Research on possible correlations between the content of individual PCDD, PCDF, PCB congeners and the WHO-PCDD/F-TEQ, the WHO-PCB-TEQ and the total WHO-TEQ in seafish and seafish products as basis for the development of a simplified TEQ screening test

Résumé du document

Since the different dioxin crises, the EC had and will established regulations concerning the presence of dioxin and dioxin-like compounds in food and feedingstuffs. The ground of the present work lies in the difficulty of the fish industry to analyse more and more samples, what is both time and money consuming.
In that way, GfA is looking for a fast and cheap simplified pre-test, cautioned by the EC, to indicate the dioxin level of a batch of samples, results which must be further confirmed by the classical HRGC/HRMS method, if they were potentially exceeding the EC limit values.

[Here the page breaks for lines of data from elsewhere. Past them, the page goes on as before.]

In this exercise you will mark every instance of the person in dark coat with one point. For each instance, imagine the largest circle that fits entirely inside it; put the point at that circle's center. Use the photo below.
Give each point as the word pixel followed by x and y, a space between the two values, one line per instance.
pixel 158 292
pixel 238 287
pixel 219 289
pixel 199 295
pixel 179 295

All samples related to seafish and seafish products were thus collected from the database of GfA, in order to estimate the WHO-TEQ values (the PCDD/F-, the PCB- and the total TEQs) by using the equations delivered by the linear adjustments of the correlations of some congeners with the TEQ values. The contributions of all congeners to the 3 TEQ values were then evaluated and the correlation factors of all congeners with the 3 TEQ values calculated, what reveals us the most interesting congeners. The combination of these findings leads to the designation of the congeners 2,3,7,8- TCDF, 2,3,7,8-TCDD, 2,3,4,7,8-PeCDF, 1,2,3,7,8-PeCDD and PCB 126 as the most correlated and greater contributors to the TEQ values, these one being consequently selected for the next step of the work.
After this phase, the use of an exploratory data analysis system, like the software Ein*Sight, permits to confirm and to improve the equations previously established by displaying groups of samples that are not apparent from a visual examination and by calculating again more precise equations inside these new groups. Unfortunately, no grouping of the samples was feasible with the parameters we possess and the potential outliers pointed out by the software differ from those provided by the Grubbs' test. That's why these outliers were not removed and the equations of the regression lines conserved, allowing to broad the scale of the method's validity.
The bring into play of the software having not modified the correlation factors, another way to increase them was to correlate the sum of the chosen congeners, what will surely enhance the results and therefore the precision of the method. So different sums of congeners were evaluated, the choice of these sums being based on the former conclusions and on the analytical opportunities offered by a GC-MS system. As waiting, the sums improve the correlation factors previously estimated and we finally opt for:
• the PCB 126 for the prediction of the WHO-PCB-TEQ;
• the sum of 4 congeners (2,3,7,8- TCDF, 2,3,7,8-TCDD, 2,3,4,7,8-PeCDF and 1,2,3,7,8-PeCDD) for the prediction of the WHO-PCDD/F-TEQ;
• the total WHO-TEQ predicted (sum of the WHO-PCDD/F-TEQ predicted with the sum 4 and of the WHO-PCB-TEQ predicted with the PCB 126) for the prediction of the total WHO-TEQ.
The penultimate stage was after all the grouping of the different matrices in less specific data sets so as to spread out the scale of application of the method. The purpose was to group all the samples in only 3, then one data set and to see if the correlation factors were still able to predict correctly the TEQ values. Finally, the gathering in only one data set seems to be possible, the coefficient factors remaining high enough to predict the TEQ values with a correct precision.
Last but not least, so as to complete the work, the uncertainties on the calculated values were evaluated thanks to the interval confidence estimation of the estimated value issued from the linear adjustment with the least squares method. The intervals of the method's validity were then deduced from these results and from the values of the data set.